Türkiye’de iç huzur istikrarsız ve düzensiz! Dalgalanıp durmakta. Sosyal barışı bozan bir illete, milletçe müptelayız! Bunun birçok sebebi var. Biri de konuşma tarzımızdan kaynaklanıyor.
Nitekim, tatlı tatlı konuşur, güzel güzel fikir alış verişinde bulunurken, hani bazen dara düşeriz ya; işte o zaman, karşımızdakini ithama yelteniriz. Kimi zaman köşeye sıkışır cevap veremez hale geliriz ya. Hemen muhatabımızı bir sloganla niteler, o sloganda çarmıha gerer ve onu slogana mahkum ederiz.

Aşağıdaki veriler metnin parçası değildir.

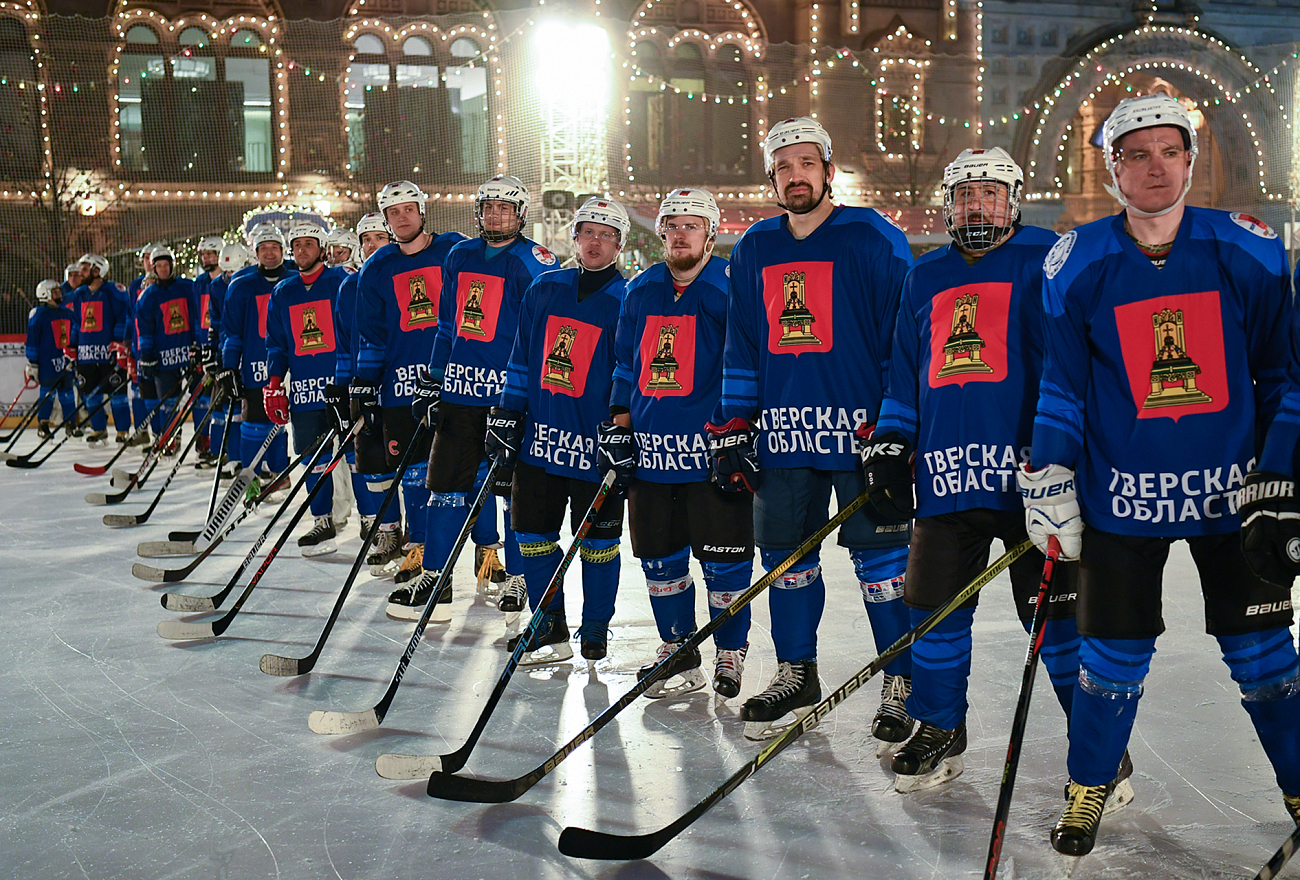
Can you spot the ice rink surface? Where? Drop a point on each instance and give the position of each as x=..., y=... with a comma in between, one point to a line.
x=129, y=757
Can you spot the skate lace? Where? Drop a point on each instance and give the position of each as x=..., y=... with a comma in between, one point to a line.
x=785, y=684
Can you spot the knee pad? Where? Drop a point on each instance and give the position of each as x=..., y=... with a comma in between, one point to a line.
x=601, y=550
x=1262, y=664
x=1114, y=668
x=537, y=545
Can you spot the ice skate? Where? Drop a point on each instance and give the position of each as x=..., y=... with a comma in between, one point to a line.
x=792, y=694
x=892, y=723
x=932, y=757
x=684, y=675
x=728, y=670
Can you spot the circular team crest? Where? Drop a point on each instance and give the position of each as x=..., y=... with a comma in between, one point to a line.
x=1058, y=254
x=1253, y=224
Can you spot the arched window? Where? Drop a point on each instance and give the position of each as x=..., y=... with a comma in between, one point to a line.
x=20, y=104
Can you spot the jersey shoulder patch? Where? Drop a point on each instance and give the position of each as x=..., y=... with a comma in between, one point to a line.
x=1058, y=254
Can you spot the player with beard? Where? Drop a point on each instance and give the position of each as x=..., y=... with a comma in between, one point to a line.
x=814, y=294
x=666, y=385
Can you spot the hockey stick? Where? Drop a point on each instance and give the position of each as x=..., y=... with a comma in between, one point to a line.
x=122, y=520
x=100, y=469
x=290, y=666
x=334, y=722
x=486, y=790
x=585, y=844
x=177, y=629
x=178, y=602
x=1279, y=858
x=1022, y=712
x=390, y=766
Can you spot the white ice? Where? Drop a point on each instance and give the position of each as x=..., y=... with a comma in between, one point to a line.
x=128, y=757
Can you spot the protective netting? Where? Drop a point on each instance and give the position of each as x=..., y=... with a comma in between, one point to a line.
x=118, y=131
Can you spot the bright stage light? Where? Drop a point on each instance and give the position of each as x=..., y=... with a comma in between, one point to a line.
x=572, y=68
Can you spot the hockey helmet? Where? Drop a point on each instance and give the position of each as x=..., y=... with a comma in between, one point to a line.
x=802, y=129
x=689, y=203
x=1147, y=112
x=973, y=165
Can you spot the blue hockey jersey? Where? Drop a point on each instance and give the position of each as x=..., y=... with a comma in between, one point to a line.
x=670, y=368
x=479, y=313
x=300, y=336
x=397, y=315
x=965, y=368
x=1158, y=386
x=560, y=371
x=809, y=329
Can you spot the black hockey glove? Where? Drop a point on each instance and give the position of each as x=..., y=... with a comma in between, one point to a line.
x=428, y=395
x=732, y=455
x=1270, y=527
x=887, y=467
x=616, y=452
x=365, y=395
x=505, y=434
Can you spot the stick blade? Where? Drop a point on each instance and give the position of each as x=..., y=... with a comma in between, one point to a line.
x=332, y=723
x=180, y=631
x=160, y=549
x=281, y=666
x=390, y=766
x=177, y=602
x=586, y=844
x=468, y=789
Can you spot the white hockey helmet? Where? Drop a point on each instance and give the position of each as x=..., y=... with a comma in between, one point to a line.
x=234, y=256
x=971, y=165
x=1147, y=112
x=95, y=261
x=801, y=129
x=603, y=211
x=46, y=291
x=503, y=187
x=689, y=203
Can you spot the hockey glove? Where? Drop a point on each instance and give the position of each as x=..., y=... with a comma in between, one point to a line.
x=505, y=434
x=336, y=403
x=148, y=367
x=428, y=395
x=1052, y=507
x=887, y=460
x=365, y=395
x=618, y=452
x=276, y=401
x=732, y=455
x=1270, y=527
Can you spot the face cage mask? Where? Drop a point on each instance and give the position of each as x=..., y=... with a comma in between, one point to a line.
x=979, y=238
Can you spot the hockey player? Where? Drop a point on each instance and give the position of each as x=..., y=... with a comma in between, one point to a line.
x=372, y=234
x=963, y=375
x=1168, y=355
x=164, y=320
x=243, y=346
x=557, y=394
x=103, y=315
x=50, y=345
x=814, y=294
x=397, y=319
x=666, y=384
x=300, y=342
x=482, y=284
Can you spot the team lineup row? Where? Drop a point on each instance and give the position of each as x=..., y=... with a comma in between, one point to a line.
x=1138, y=375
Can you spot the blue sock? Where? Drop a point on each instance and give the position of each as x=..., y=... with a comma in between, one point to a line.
x=796, y=602
x=726, y=581
x=672, y=594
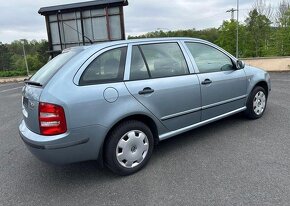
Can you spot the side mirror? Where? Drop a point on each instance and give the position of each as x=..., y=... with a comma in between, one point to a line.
x=240, y=64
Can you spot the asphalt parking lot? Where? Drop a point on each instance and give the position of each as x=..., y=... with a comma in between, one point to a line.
x=234, y=161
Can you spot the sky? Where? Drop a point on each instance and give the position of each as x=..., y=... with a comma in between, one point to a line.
x=19, y=19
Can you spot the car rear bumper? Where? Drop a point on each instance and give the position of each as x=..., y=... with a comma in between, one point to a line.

İşte o an, imdadımıza Hızır gibi yetişen, aslında yardıma koşturduğumuz şey; bir bakıma kahramanımız diyebileceğimiz ” Slogan”; yani zıt manada niteleyici bir kelime, vasfedici bir söz, itham edici bir cümlecik veya siyasi bir terimdir.

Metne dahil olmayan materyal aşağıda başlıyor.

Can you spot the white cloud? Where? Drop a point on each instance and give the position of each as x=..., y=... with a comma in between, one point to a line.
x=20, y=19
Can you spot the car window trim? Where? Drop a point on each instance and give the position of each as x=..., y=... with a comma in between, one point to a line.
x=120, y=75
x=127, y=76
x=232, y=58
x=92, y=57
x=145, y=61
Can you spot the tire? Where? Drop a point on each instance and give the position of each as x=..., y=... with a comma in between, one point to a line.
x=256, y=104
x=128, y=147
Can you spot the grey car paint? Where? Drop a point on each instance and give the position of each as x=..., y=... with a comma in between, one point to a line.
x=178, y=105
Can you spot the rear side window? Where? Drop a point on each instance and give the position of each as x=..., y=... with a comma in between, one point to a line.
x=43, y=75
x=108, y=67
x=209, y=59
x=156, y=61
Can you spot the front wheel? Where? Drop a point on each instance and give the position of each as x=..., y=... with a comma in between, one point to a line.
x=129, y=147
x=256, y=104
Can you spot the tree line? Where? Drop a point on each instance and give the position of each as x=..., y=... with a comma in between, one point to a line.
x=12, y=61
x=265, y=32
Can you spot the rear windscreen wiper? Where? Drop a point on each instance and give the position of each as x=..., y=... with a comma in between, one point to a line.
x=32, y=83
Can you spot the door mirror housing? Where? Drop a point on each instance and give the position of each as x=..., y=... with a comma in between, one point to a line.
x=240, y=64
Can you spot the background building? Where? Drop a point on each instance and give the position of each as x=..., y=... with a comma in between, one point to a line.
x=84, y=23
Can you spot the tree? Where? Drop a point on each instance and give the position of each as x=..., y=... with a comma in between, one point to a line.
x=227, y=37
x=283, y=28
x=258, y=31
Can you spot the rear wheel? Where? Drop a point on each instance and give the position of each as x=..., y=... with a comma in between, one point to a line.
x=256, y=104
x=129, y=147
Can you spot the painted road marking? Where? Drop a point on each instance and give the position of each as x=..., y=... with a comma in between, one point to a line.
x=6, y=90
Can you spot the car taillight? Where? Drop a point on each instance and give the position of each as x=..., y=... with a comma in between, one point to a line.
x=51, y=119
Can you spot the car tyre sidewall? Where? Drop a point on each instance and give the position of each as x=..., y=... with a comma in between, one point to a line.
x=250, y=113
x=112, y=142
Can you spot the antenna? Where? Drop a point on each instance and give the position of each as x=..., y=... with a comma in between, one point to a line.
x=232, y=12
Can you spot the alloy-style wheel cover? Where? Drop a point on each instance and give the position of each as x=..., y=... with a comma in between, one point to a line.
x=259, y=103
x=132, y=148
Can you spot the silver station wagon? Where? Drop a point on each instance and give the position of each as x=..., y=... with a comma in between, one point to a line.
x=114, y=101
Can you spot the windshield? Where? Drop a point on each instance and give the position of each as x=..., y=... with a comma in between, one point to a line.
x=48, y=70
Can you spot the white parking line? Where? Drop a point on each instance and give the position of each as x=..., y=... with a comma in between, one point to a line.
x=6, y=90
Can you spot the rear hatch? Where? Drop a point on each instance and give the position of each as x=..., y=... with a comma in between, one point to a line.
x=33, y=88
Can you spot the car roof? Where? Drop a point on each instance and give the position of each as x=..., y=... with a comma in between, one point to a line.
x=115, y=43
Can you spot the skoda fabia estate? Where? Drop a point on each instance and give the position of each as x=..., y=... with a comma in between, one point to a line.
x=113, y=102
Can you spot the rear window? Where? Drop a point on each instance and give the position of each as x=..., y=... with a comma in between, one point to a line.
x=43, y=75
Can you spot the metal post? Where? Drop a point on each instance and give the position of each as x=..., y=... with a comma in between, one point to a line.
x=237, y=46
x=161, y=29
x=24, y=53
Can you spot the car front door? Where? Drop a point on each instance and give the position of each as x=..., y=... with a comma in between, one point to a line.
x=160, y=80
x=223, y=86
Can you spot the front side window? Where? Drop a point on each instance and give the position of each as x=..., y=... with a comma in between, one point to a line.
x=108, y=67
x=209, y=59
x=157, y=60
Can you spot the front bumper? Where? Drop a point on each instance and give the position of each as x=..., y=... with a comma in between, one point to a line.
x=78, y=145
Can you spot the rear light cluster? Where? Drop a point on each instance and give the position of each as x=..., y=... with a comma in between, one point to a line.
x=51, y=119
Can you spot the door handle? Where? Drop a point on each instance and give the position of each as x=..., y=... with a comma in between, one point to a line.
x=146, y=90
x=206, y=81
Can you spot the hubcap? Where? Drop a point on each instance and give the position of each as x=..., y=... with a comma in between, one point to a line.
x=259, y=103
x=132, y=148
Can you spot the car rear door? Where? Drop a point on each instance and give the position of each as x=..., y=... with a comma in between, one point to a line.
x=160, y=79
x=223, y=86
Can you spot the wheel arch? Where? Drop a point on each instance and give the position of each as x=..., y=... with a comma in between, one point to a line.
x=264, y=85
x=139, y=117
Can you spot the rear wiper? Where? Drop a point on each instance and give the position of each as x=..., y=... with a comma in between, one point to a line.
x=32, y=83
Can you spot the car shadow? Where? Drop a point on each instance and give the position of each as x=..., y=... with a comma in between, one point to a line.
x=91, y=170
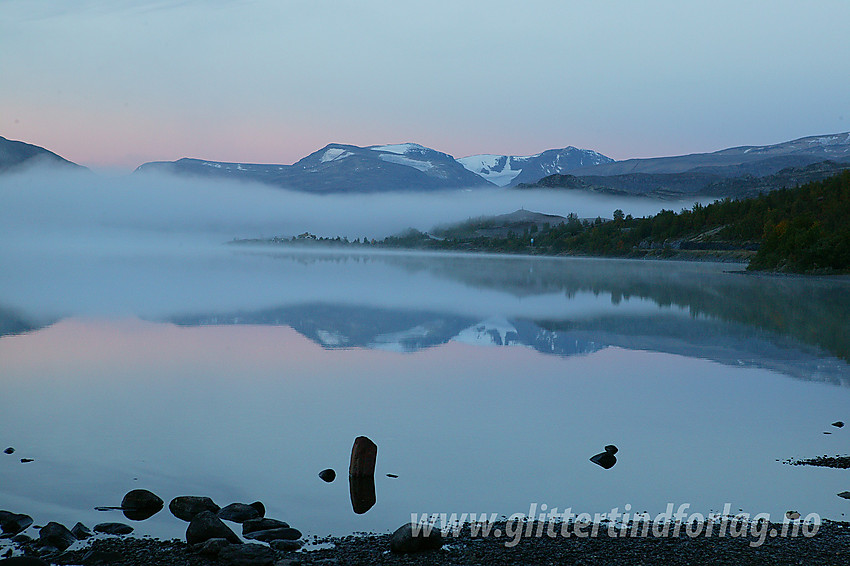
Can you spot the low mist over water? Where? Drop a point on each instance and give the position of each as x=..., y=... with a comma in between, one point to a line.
x=66, y=206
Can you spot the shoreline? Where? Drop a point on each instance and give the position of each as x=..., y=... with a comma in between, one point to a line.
x=829, y=545
x=731, y=257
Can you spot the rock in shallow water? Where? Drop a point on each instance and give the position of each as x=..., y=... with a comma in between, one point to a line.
x=606, y=459
x=286, y=545
x=186, y=507
x=238, y=513
x=364, y=454
x=80, y=531
x=14, y=523
x=56, y=535
x=405, y=541
x=141, y=504
x=113, y=528
x=207, y=525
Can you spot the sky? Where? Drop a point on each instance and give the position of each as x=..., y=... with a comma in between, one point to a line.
x=112, y=84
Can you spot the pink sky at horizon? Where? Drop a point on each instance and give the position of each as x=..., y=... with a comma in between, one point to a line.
x=115, y=84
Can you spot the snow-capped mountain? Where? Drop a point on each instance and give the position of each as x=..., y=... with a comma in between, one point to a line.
x=495, y=331
x=345, y=168
x=758, y=161
x=16, y=154
x=510, y=170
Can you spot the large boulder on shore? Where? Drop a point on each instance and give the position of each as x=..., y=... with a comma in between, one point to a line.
x=141, y=504
x=113, y=528
x=268, y=535
x=186, y=507
x=239, y=513
x=56, y=535
x=206, y=525
x=405, y=540
x=14, y=523
x=254, y=525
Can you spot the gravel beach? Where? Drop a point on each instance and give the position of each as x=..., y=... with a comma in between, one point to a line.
x=829, y=546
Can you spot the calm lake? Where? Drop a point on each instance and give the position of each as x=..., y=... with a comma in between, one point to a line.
x=487, y=383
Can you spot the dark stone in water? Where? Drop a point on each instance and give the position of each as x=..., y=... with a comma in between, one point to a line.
x=113, y=528
x=362, y=490
x=404, y=541
x=286, y=545
x=80, y=531
x=141, y=504
x=254, y=525
x=14, y=523
x=56, y=535
x=250, y=554
x=261, y=509
x=206, y=525
x=364, y=454
x=606, y=459
x=186, y=507
x=283, y=533
x=238, y=513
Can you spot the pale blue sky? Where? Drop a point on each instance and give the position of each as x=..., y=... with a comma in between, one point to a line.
x=118, y=83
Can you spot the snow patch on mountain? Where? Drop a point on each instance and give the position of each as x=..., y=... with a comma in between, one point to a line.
x=423, y=166
x=495, y=331
x=495, y=168
x=331, y=338
x=506, y=170
x=399, y=148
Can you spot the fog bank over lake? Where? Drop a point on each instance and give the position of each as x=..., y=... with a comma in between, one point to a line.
x=84, y=207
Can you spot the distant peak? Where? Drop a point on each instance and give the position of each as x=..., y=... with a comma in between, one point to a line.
x=399, y=148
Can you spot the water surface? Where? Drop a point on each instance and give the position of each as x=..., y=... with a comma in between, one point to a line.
x=487, y=383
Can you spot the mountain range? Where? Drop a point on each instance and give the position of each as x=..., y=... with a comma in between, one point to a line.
x=15, y=155
x=347, y=168
x=379, y=168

Fikren acze düştüğümüz durumlarda, bu sloganlara can simidine tutunduğumuz gibi sarılırız. Evet ne zaman ki, fikir suyunu çeker, acz şahlanır, sabır tökezlerse, yapacak tek şey kalır: Muhatabı slogan-vari söz topuna tutmak!
Bu beklenmeyen sloganlı vuruşlar; karşımızdakini şaşkına çevirip sersemletir. Ona itidalini kaybettirir. Düşünce melekesini sekteye uğratır. Rastgele aynı silahı ateşlemek suretiyle cevap vermek zorunda kalır.

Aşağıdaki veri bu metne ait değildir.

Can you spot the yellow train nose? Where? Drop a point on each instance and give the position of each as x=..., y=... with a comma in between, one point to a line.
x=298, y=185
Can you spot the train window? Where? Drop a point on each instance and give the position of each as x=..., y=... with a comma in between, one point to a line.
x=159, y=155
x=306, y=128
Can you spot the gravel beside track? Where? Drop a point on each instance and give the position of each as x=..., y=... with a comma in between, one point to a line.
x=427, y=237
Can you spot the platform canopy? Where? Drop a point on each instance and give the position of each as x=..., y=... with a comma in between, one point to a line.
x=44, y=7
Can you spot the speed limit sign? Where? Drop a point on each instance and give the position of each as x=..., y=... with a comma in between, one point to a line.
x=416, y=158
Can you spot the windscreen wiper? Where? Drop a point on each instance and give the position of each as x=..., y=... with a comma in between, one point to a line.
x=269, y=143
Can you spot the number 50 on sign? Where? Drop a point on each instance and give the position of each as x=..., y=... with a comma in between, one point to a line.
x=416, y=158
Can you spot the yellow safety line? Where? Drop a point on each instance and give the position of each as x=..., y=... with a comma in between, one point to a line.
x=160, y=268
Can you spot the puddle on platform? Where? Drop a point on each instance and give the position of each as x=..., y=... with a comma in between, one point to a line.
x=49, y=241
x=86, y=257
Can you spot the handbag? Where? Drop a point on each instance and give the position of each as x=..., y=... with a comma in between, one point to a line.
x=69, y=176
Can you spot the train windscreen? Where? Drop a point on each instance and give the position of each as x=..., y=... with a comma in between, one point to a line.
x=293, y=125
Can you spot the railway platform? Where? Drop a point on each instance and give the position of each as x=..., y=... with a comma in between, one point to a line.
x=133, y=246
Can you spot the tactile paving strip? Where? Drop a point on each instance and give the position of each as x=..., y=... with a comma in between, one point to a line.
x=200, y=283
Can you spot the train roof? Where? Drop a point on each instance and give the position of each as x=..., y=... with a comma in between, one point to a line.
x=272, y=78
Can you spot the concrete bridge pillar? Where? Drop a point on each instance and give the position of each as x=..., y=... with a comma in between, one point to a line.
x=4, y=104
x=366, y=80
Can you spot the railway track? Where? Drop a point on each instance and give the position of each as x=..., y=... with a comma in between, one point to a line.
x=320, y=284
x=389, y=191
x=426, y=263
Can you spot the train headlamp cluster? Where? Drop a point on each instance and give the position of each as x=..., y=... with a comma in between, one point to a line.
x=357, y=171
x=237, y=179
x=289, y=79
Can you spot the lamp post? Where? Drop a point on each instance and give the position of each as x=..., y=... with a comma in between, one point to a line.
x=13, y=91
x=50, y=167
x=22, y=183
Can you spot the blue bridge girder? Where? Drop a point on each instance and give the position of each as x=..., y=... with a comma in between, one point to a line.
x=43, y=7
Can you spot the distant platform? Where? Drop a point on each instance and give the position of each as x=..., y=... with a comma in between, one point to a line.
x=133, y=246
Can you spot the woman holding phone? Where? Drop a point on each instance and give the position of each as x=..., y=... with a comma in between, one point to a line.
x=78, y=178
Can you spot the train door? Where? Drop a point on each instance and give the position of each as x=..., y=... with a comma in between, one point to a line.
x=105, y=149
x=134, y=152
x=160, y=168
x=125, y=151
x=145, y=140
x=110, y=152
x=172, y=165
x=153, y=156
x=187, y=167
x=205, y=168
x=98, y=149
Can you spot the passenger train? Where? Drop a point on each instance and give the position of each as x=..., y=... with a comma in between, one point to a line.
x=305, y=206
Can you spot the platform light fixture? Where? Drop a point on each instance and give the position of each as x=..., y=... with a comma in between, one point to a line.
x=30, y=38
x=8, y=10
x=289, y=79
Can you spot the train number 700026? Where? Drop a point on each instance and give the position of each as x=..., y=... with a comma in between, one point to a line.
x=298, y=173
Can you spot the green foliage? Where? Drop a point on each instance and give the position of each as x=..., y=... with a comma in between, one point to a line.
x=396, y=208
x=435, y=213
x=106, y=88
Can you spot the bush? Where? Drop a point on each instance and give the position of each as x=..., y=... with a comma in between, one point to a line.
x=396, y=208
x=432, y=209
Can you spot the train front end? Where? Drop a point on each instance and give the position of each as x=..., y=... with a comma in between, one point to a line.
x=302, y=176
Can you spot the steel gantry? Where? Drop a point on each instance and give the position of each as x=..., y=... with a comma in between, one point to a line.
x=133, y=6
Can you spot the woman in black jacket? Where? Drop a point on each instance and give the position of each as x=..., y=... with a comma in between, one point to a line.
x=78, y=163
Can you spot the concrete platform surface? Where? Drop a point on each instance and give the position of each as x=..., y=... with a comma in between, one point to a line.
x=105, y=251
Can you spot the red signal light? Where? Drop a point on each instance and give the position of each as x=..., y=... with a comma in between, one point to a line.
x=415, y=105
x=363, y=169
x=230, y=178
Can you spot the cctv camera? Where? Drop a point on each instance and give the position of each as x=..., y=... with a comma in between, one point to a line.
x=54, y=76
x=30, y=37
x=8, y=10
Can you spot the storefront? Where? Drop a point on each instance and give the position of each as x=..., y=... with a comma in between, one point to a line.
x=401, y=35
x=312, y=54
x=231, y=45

Başka bir sloganla muhatabını itham eder. Yani iki taraf da köprüleri atmış olur. Böylece arada aşılmaz bir uçurum doğar. Çünkü fitne uyanmış, ateş bacayı sarmış, itidal kaybolmuş, asabiyet ve hırçınlık kendini göstermiştir. Artık konuşacak bir şey kalmadığını iki taraf da, ister istemez kabullenmiş olur.
Eğer kutuplaşmak, birbirimizden kopmak istemiyorsak; yekdiğerimizi ithamdan vazgeçmeli. Yani slogan-vari konuşmayı terk etmeliyiz. Çünkü slogan kullanmak; muhatabı, ayniyle mukabeleye yöneltir.
“Sağcı”, “Solcu”, “Irkçı”, “Gerici”, “Yobaz”, “Fundamentalist”, “Devrimci”, “Atatürkçü”, “Batıcı”, “Laik”, “Anti-laik”, “Ümmetçi” v.b. gibi sloganları sarf etmek yerine konuyu konuşmalı, mes’eleyi tartışmalı. Bunu yaparken de akla kapı açmalı. İstek ve tercihi muhataba bırakmalı. Karşılıklı yapılan açık seçik konuşmaların kabul görmesi veya reddedilmesini; iki taraf da normal karşılamalı.
Unutmayalım ki, medenileri ilzam / cevap veremez hale getirip, ilmen susturmak, ikna iledir. İcbar / zorla değildir. Oysa slogan-vari kelimelerle itham; manen zor kullanmaktır!
Halbuki insan mükerrem / muhterem ve saygıdeğer bir varlıktır. Hakikati arar. Bazen hakikat diye yanlışa sarılır. Bu yüzden onu itham etmemeli. Elimizden geldiğince gerçekle yüzyüze getirmeye çalışmalı. Bunu yaparken incitici, kırıcı ve itham edici olmaktan, yani onu bir slogana mahkum etmekten son derece kaçınmalıyız.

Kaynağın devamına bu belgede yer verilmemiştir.